19 Estas dos cosas te han acaecido, ¿quién se dolerá de ti? Asolamiento, y quebrantamiento: hambre y espada. ¿Quién te consolará? 20 Tus hijos desmayaron, estuvieron tendidos en las encrucijadas de todos los caminos, como buey montés en la red, llenos del furor del SEÑOR, de ira del Dios tuyo.

21 Oye, pues, ahora esto, miserable, ebria, y no de vino:

22 Así dijo tu Señor, YO SOY tu Dios, el cual pleitea por su pueblo: He aquí he quitado de tu mano el cáliz de angustia, la hez del cáliz de mi furor, nunca más lo beberás.

23 Y lo pondré en la mano de tus angustiadores, que dijeron a tu alma: Encórvate, y pasaremos. Y tú pusiste tu cuerpo, como tierra, y como camino, a los que pasan.

CAPÍTULO 52

1 Despiértate, despiértate, vístete tu fortaleza, oh Sion; vístete tus ropas de hermosura, oh Jerusalén, ciudad santa, porque nunca más acontecerá, que venga en ti incircunciso, ni inmundo.

2 Sacúdete del polvo, levántate, siéntate, Jerusalén; suéltate de las ataduras de tu cuello, cautiva hija de Sion.

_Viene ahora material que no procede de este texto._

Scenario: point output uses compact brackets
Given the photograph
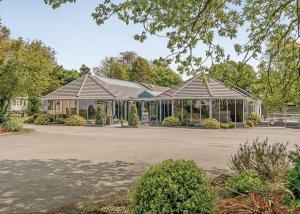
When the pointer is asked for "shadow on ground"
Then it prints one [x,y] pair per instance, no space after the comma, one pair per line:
[41,185]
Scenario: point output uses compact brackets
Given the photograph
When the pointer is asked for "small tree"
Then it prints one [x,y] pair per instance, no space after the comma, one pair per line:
[100,115]
[133,116]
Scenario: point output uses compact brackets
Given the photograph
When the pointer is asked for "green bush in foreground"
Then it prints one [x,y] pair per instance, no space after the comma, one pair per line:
[75,120]
[173,187]
[270,160]
[246,182]
[211,123]
[42,119]
[12,126]
[293,181]
[254,118]
[171,121]
[133,119]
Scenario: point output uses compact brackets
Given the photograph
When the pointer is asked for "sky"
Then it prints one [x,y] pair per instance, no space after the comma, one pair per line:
[77,39]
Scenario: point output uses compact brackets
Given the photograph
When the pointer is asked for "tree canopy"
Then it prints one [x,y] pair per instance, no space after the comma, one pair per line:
[189,24]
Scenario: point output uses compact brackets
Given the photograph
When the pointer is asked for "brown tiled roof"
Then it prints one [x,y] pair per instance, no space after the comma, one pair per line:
[99,87]
[197,87]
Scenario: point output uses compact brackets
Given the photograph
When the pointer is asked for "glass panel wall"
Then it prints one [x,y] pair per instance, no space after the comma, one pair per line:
[177,109]
[204,109]
[215,109]
[195,111]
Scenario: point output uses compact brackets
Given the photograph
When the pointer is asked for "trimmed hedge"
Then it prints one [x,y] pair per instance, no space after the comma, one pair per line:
[75,120]
[42,119]
[171,121]
[211,123]
[173,187]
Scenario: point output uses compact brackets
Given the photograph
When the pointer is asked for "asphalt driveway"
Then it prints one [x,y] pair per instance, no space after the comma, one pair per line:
[57,165]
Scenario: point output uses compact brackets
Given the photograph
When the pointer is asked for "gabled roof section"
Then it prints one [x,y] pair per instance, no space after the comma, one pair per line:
[202,87]
[83,88]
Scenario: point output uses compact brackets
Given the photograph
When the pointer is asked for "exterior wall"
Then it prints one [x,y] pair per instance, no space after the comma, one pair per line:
[18,105]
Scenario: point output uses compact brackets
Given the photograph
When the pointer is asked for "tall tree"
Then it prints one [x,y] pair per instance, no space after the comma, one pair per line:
[188,24]
[141,71]
[280,77]
[236,74]
[83,70]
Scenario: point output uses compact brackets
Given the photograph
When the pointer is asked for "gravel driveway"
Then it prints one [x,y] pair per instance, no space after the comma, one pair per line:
[57,165]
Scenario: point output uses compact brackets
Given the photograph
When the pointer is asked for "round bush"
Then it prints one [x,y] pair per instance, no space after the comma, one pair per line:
[42,119]
[246,182]
[254,117]
[250,123]
[12,126]
[171,121]
[224,125]
[75,120]
[211,124]
[173,187]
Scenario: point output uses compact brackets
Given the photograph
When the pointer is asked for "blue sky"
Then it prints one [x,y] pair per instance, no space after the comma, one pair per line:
[73,34]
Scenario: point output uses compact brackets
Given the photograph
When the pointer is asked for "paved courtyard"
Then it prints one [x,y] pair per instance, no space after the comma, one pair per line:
[57,165]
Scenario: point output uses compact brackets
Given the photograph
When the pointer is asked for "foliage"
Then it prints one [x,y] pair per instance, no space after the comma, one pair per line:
[171,121]
[165,76]
[100,115]
[236,74]
[75,120]
[42,119]
[83,70]
[254,118]
[250,123]
[211,123]
[246,182]
[293,181]
[12,126]
[173,187]
[33,106]
[252,203]
[141,71]
[270,160]
[279,76]
[188,25]
[133,118]
[224,125]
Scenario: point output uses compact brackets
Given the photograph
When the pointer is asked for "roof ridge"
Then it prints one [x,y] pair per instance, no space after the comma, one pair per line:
[92,78]
[63,86]
[186,83]
[80,89]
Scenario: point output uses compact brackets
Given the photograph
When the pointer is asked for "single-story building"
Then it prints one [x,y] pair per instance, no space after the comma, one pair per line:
[196,99]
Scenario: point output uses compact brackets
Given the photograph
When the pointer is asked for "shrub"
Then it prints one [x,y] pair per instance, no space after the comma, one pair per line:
[231,125]
[133,119]
[211,123]
[12,126]
[100,115]
[173,187]
[269,160]
[171,121]
[75,120]
[42,119]
[246,182]
[224,125]
[250,123]
[293,181]
[254,117]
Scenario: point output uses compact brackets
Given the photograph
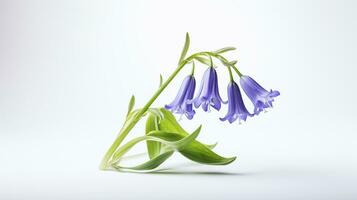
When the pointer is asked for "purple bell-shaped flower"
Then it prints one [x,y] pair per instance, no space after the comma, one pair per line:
[260,97]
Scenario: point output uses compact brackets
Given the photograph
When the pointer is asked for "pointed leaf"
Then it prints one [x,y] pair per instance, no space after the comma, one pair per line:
[185,48]
[151,164]
[131,105]
[200,153]
[160,81]
[233,62]
[152,146]
[203,60]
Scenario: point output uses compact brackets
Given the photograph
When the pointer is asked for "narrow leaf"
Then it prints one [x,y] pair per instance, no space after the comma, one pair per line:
[131,105]
[203,60]
[185,48]
[233,62]
[151,164]
[223,50]
[152,146]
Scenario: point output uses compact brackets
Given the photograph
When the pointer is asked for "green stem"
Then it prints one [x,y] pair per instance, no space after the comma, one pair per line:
[126,129]
[237,71]
[230,73]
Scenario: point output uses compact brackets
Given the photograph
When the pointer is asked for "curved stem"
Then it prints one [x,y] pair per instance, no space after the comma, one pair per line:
[230,73]
[127,128]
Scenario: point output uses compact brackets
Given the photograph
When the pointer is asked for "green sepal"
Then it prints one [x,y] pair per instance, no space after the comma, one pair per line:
[223,50]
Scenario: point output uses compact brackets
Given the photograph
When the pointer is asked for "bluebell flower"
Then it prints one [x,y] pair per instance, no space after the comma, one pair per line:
[181,104]
[260,97]
[236,107]
[208,94]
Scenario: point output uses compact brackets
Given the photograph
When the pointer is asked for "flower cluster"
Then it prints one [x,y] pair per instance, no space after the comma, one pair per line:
[208,96]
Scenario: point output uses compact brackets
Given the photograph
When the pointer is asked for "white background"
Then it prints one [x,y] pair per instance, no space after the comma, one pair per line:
[68,69]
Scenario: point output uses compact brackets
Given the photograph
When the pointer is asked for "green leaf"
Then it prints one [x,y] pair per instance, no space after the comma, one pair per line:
[195,150]
[223,50]
[170,124]
[185,48]
[171,139]
[203,60]
[152,146]
[131,105]
[149,165]
[161,80]
[178,141]
[233,62]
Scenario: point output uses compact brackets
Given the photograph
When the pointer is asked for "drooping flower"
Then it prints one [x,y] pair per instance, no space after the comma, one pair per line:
[260,97]
[181,104]
[208,94]
[236,107]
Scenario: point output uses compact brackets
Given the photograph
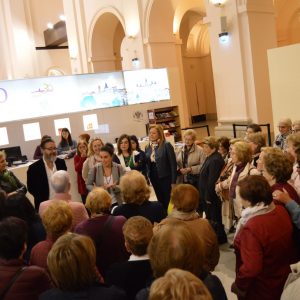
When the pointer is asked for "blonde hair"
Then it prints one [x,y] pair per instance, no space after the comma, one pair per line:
[138,232]
[72,262]
[174,245]
[211,142]
[191,133]
[160,132]
[178,284]
[185,197]
[134,187]
[98,201]
[90,149]
[57,219]
[243,152]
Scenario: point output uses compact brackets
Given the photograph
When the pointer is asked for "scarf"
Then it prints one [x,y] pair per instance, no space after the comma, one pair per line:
[251,212]
[153,146]
[184,216]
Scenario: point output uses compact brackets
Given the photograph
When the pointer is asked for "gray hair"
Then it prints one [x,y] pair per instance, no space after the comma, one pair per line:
[60,181]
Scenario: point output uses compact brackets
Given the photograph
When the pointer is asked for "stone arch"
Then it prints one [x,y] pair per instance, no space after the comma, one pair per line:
[106,34]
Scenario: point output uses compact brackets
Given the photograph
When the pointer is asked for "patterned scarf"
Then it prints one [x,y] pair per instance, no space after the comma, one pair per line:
[153,146]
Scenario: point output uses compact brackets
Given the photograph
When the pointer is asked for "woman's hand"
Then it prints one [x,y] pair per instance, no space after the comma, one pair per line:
[282,197]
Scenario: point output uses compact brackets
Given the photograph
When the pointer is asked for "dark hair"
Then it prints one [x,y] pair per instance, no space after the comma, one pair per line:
[224,142]
[254,127]
[135,139]
[63,141]
[18,205]
[255,189]
[45,141]
[13,235]
[122,137]
[107,148]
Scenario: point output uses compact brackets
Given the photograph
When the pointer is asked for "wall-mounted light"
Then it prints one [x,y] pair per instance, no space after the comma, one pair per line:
[223,35]
[50,25]
[62,17]
[217,2]
[135,63]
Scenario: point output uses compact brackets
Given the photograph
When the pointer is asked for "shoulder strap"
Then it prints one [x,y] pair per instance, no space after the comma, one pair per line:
[11,283]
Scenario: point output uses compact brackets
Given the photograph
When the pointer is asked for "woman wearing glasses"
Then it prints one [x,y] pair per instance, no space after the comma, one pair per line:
[93,156]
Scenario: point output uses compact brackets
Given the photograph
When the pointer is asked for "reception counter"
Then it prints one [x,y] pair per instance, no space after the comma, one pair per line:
[21,172]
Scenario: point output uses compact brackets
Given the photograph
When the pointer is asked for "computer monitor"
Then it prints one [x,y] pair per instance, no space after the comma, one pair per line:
[12,154]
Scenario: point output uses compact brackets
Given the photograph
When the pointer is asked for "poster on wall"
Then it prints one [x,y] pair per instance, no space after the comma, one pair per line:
[46,96]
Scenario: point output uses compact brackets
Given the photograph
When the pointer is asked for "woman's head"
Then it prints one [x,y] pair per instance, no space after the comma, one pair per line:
[106,155]
[72,262]
[256,142]
[241,153]
[82,147]
[134,143]
[293,145]
[252,128]
[255,189]
[98,201]
[185,197]
[276,167]
[134,187]
[224,145]
[2,161]
[95,146]
[285,126]
[178,284]
[210,145]
[189,137]
[57,219]
[156,133]
[174,245]
[124,144]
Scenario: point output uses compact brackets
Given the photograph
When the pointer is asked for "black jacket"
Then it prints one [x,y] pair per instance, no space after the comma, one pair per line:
[37,181]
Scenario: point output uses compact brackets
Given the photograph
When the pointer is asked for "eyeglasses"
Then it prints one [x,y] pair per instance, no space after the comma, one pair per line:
[50,149]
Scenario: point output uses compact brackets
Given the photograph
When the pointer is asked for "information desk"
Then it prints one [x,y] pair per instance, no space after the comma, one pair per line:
[21,173]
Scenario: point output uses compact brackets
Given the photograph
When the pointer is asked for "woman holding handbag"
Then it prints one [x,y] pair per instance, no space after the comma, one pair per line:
[189,160]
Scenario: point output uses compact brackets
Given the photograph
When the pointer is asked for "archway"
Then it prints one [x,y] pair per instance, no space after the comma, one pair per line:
[106,39]
[197,67]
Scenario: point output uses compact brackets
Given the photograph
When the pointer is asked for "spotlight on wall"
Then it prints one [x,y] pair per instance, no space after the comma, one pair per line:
[217,2]
[135,63]
[50,25]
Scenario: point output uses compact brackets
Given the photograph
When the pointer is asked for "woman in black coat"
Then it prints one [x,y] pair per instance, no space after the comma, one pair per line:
[210,171]
[161,164]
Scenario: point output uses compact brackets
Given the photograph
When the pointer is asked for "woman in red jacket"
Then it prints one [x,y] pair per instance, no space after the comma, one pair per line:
[263,243]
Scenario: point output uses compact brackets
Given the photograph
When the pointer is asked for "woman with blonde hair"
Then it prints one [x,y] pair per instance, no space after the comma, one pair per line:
[79,159]
[241,156]
[104,229]
[93,156]
[57,221]
[189,159]
[178,284]
[209,174]
[71,263]
[136,193]
[185,199]
[161,164]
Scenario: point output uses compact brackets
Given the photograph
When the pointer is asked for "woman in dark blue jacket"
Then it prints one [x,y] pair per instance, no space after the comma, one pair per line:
[161,164]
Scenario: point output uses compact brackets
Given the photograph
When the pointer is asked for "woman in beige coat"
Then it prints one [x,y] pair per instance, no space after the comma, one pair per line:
[185,199]
[189,159]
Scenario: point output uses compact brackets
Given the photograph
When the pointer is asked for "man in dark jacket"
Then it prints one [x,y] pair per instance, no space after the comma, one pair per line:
[40,173]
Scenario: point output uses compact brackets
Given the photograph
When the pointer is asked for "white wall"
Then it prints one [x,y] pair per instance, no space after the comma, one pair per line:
[284,70]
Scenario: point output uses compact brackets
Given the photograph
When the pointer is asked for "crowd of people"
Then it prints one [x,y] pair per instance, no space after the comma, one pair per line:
[117,244]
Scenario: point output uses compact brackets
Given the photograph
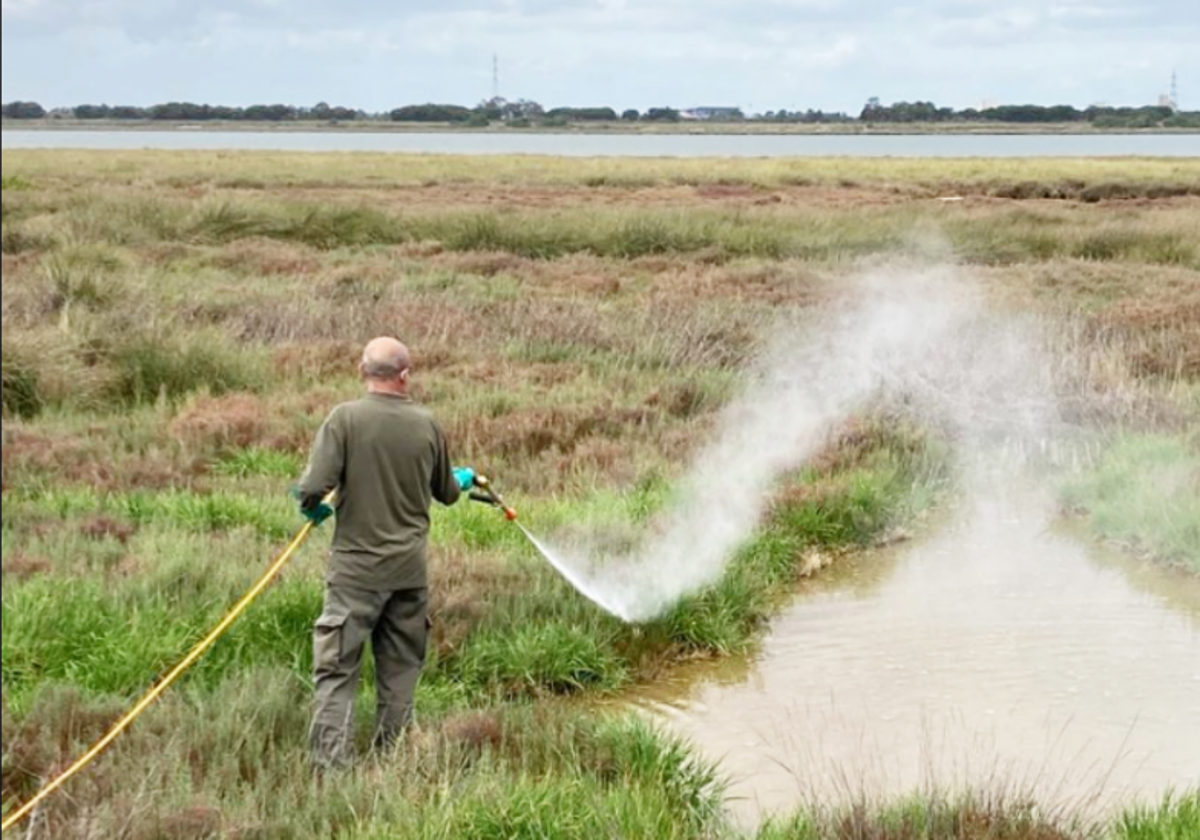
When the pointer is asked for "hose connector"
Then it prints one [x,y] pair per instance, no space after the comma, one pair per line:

3 Porque así dice el SEÑOR: De balde fuisteis vendidos; por tanto, sin dinero seréis rescatados.

4 Porque así dijo el Señor DIOS: Mi pueblo descendió a Egipto en tiempo pasado, para peregrinar allá; y el Assur lo cautivó sin razón.

5 Y ahora ¿qué a mí aquí? Dice el SEÑOR: que mi pueblo sea tomado sin por qué; y los que en él se enseñorean, [lo] hacen aullar, dice el SEÑOR, y continuamente mi nombre es blasfemado todo el día.